IAEA reviews safety assessment of planned French repository

20 December 2016

The safety options for France's planned deep geological repository for the disposal of high- and intermediate-level radioactive waste are "overall thorough", an International Atomic Energy Agency (IAEA) review team has concluded. The team also proposed recommendations for further demonstrating the robustness of the disposal system.

Cigeo vision (Andra) 460x298
Cigéo's underground operations will ultimately occupy 15 km2 (Image: Andra)

France plans to construct the Centre Industriel de Stockage Géologique (Cigéo) repository - an underground system of disposal tunnels - in a natural layer of clay near Bure, to the east of Paris in the Meuse/Haute Marne area. The facility is to be financed by radioactive waste generators - EDF, Areva and the French Alternative Energies and Atomic Energy Commission - and managed by waste management agency Andra. The application to regulators to construct Cigéo should be submitted in 2017, with construction itself starting in 2020. The pilot phase of disposal could start in 2025.

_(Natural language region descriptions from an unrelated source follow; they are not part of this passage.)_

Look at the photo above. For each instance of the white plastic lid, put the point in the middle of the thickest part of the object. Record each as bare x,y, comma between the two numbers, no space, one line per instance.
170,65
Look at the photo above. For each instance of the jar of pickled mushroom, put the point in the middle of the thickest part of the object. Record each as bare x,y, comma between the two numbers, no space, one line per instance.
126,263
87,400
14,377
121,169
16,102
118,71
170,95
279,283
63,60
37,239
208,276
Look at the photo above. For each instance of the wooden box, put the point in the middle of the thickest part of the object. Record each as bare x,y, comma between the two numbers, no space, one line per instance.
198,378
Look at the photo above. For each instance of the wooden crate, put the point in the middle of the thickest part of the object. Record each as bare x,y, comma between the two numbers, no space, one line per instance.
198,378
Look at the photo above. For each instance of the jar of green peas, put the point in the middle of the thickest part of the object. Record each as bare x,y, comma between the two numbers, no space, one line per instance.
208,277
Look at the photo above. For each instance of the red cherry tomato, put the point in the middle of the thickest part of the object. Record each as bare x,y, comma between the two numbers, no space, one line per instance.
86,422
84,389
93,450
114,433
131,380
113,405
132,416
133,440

Andra has submitted a "safety options dossier" for the Cigéo project to the French regulator, the Autorité de Sûreté Nucléaire (ASN). This sets out the chosen objectives, concepts and principles for ensuring the safety of the facility. The dossier gives Andra the possibility of getting advice from ASN in preparation for the licence application on the safety principles and approach.

At the request of the ASN, the IAEA conducted a peer review from 7-15 November of Cigéo's "safety options dossier". The review was carried out against the relevant IAEA safety standards and proven international practice and experience. It focused on the strategy of research and development and knowledge acquisition, the approach for defining scenarios for operational and post-closure safety assessment. The review also addressed the approach for post-Fukushima actions.

Christophe Kassiotis, head of ASN's waste, research and fuel cycle facilities department, said: "We requested an IAEA review because we wanted an independent international assessment of the safety considerations of the Cigéo project to complement our national assessment."

The IAEA team assessed the strategy of research and development of the project, as well as the methodology of development of scenarios for operational and long-term safety.

The IAEA review team leader, Jussi Heinonen, said there was reasonable assurance about the "robustness of the disposal concept and Andra's ability to develop a safety demonstration". However he added, "We identified a few additional post-closure scenarios and operational design aspects that Andra should consider to further strengthen the confidence in the safety assessment."

Heinonen said the team suggested improvements to Andra's research and development planning and monitoring program development.

The IAEA team said it considers Andra's methodology for evaluating operational safety is comprehensive and systematic. With regard to post-Fukushima actions, the team said Andra has used ASN specifications for the "stress tests" on nuclear installations as a guideline for integrating complementary safety assessments into the design of Cigéo. The team recommended Andra considers "the use of filtration of exhaust air from the underground facility and evaluate the robustness of its design for the removal of high water ingress from tunnels/ramp sections".

The review team said it encourages ASN, Andra and the Institute for Radiological Protection and Nuclear Safety to use the review of the dossier "as a basis to further precise the expectations for the licence application". It added, "This is especially important as the planned Cigéo facility is one-of-a-kind."